Interweaving of dependencies and effects
Now that we have a robust representation of a set of dependencies (or, at best, an abstract, hence substitutable, representation), we can tackle the exploitation of our effects to answer a fundamental question in the generation of a static blog: "should an artifact be rebuilt or not?" To answer this very complicated question, we must first solve this very complicated equation system:
- if the artifact does not exist, it must be constructed
- If the artifact exists, mind you, here's the complicated maths, is its modification date greater than all the modification dates of the dependencies? (In other words, is the modification date of the artifact greater than the largest date of the dependencies). If yes, then the artifact should not be rebuilt, otherwise it should be rebuilt
We know how to get the modification date of a file, just use Effect.(failable (get_mtime file))
but how do we handle a list (for dependencies)? In general,
when you want to apply an operation on a list, you use map
. The problem is
that here, applying failable . get_mtime
with map
will give us a list of
int Effect.t
which is not very practical to use... Fortunately, when one does
not know how to solve a problem in functional programming, there is a canonical
answer: "it is traverse". And in this case, is sequence, which is a
special case of traverse... so it is indeed traverse. In practical terms,
Traversable
allows us to switch from a list of effects to a list effect.
First, let's define a traversable list of effects, and then a function which
takes a list of filepath
and returns an effect which contains the list of
mtime
:
module Traverse = List.Monad.Traversable (Effect)
let get_mtimes list =
List.map Effect.(fun file -> failable (get_mtime file)) list
|> Traverse.sequence
Great! We now have a function of type filepath list -> int list Effect.t
and
we can use it to implement the Deps.need_update
function in accordance with
the very complicated equation system mentioned above! As we have implemented all
the requirements previously, the implementation of need_update
is fairly
trivial.
let need_update deps target =
let open Effect in
let* exists = file_exists target in
if exists
then
let* target_time = failable (get_mtime target) in
let+ deps_times = get_mtimes (S.elements deps) in
List.exists (fun deps_time -> deps_time > target_time) deps_times
else return true
Everything seems to be going well! We have all the plumbing for "doing things"
by means of the Effect
module and now we can describe sets of dependencies and
check that an artifact is to be built (and ensure minimality). Now we need to
build an API (or DSL) to provide the opportunity to build artifacts.

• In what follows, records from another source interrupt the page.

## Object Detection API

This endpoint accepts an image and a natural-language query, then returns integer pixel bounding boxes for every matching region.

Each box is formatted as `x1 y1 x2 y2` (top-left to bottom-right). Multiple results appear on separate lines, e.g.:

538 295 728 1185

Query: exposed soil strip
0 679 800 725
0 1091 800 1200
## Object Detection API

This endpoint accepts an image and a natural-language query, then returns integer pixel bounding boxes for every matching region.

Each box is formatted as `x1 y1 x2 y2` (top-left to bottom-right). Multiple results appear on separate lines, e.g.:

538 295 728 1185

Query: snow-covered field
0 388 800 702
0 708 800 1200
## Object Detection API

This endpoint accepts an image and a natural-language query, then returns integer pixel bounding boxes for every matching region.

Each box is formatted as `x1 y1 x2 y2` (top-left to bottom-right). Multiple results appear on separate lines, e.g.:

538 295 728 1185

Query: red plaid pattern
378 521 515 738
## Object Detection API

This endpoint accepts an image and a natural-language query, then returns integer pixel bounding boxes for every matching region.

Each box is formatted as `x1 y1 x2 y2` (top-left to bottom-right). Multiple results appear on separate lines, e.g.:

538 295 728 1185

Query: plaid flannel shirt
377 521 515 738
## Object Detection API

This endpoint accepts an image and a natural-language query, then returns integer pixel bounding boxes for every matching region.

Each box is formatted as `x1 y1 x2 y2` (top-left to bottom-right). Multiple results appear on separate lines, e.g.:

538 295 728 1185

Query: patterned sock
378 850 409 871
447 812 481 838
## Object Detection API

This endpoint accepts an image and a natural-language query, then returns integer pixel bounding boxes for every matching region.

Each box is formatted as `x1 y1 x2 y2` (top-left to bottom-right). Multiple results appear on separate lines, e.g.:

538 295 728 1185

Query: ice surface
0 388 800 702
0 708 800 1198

Definition of building rules
This part is strongly inspired, with the author's consent, by the presentation "Kotlin for functional programming? A brief introduction of Arrow" by Xavier, which briefly explains how YOCaml works (after an extraordinarily irrelevant introduction)..
The crux of the problem in a static site generator is ... generally, to write files that are the composition of several files. For example, let's imagine a minimalist blog, here is how we would like to create an article (without any consideration of effect management, think of it as pseudo-code):
let create_article file =
let content = read_file file in
Markdown.from_text content in
|> inject_into "templates/article.tpl.html"
|> inject_into "templates/layout.tpl.html"
|> write_file ~into:"articles/" (change_extension file "html")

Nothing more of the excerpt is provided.